Hughie Russell

Personal information
- Full name: William Hugh Russell
- Date of birth: 10 March 1921
- Place of birth: Redcar, England
- Date of death: 10 December 1991 (aged 70)
- Place of death: Taunton, England
- Position(s): Centre forward

Senior career*
- Years: Team / Apps / (Gls)
- South Bank
- Bishop Auckland
- Royal Engineers (Barton Stacey)
- 1946–1952: Gillingham / 187 / (106)

= Hughie Russell =

English footballer

William Hugh "Hughie" Russell (10 March 1921 – 10 December 1991) was an English professional footballer.
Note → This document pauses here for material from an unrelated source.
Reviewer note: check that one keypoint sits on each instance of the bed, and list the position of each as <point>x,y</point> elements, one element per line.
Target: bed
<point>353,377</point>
Shortly after World War II Russell joined Gillingham, then a non-league team. He scored 98 goals in just 126 games for the Kent side prior to their return to the Football League in 1950, including a haul of nine goals in a match against Gloucester City in the 1946–47 season, a club record for a single match which stands to this day. Contemporary newspaper reports state that he hit the post late on with a shot which could have given him double figures.

Russell remained at the club after its re-election to the Football League, but could not repeat his non-league scoring feats, registering just 8 goals in over 60 matches. He was forced to retire through injury in 1952 and later served as the club's trainer before leaving football entirely to work as a hotelier. He died in Taunton in 1991.